Thursday, March 09, 2006


Apropos of this over at the excellent Stumbling And Mumbling:

The Nameless Tory:

Undeniably interesting. But would dispute the historical accuracy of some of it.

In many ways Wilson was a proto-Blair. He was a creation of the media – someone who actively played up to it. He also watered down the beliefs of his party to make it more acceptable to the middle classes. He was undeniably a great public speaker, and used to warm up audience by rebutting heckles so they were fired up for the televised speech. But his time in office is fiercely average at best, hence the fact that he managed to lose to Heath in 1970 (and in terms of votes received, 1974 as well).

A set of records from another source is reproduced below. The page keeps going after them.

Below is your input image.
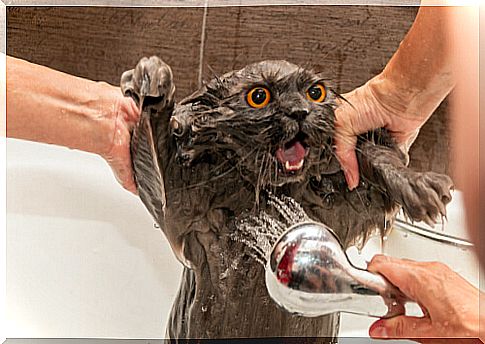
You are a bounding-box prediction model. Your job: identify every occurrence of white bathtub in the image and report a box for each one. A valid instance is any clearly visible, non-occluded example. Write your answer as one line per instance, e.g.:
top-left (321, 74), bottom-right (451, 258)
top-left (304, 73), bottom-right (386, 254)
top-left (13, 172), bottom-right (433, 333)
top-left (6, 139), bottom-right (478, 338)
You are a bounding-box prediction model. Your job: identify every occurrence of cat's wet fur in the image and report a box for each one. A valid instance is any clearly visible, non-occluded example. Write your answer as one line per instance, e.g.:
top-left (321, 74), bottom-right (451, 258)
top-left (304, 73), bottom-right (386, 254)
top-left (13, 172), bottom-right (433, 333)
top-left (121, 57), bottom-right (452, 342)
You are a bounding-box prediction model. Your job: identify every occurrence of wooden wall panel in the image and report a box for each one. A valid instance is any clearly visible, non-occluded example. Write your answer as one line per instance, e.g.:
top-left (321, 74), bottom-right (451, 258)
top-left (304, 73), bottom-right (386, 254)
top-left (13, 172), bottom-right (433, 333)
top-left (7, 6), bottom-right (450, 173)
top-left (7, 7), bottom-right (204, 94)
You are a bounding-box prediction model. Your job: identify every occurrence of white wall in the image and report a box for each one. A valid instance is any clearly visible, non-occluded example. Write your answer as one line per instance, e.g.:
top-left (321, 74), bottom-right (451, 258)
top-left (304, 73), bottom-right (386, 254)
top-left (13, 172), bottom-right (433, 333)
top-left (6, 139), bottom-right (181, 338)
top-left (6, 139), bottom-right (478, 338)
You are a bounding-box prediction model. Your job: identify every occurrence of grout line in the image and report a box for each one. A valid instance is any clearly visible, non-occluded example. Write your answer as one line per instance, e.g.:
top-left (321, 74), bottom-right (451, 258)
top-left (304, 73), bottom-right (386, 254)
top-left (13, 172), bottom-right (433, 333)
top-left (198, 0), bottom-right (209, 88)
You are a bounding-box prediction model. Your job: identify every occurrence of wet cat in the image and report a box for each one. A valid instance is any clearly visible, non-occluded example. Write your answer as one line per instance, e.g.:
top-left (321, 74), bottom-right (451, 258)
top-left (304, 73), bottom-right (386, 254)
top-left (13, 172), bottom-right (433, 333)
top-left (121, 57), bottom-right (452, 342)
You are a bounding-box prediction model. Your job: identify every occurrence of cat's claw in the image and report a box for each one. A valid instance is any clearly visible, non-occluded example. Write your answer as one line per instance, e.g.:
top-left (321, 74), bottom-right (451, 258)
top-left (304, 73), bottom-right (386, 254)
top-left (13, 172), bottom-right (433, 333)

Also Attlee cannot really be considered great. He was a good manager, and certainly his first administration achieved the most of any prior to 1979. But his successes were mainly down to the likes of the brilliant Bevin, Bevan and Cripps. Likewise, MacMillan was a manic depressive arch cynic but like Attlee he was generally effective at managing people allowing his more brilliant subordinates to manage the country. Very few of the Prime Ministers have been the brightest and the best – and if we are going on academic background, Thatcher should also be classed as brilliant as she was Oxford educated and worked both as a research Chemist and Lawyer prior to entering Parliament.

It is quite interesting to note that the likes of Eden, Douglas-Home, Callaghan and Major can all be seen as failures – but this is generally down to the fact that they replaced popular Prime Ministers from their own party. There was nowhere left to go for any of them except to the centre ground, which leads them to try and make their mark on history with some bold idea/policy. Be it the Citizen’s Charter or Suez. It will be interesting to see what on earth Blair’s replacement does (and I do not accept a Brown coronation just yet) as Blair has already sat in the centre ground. To some extent it would go against historical precedent for the replacement to move towards the left, but I struggle to see, given Cameron’s commitment to wishy-washy conservatism, where else they can go.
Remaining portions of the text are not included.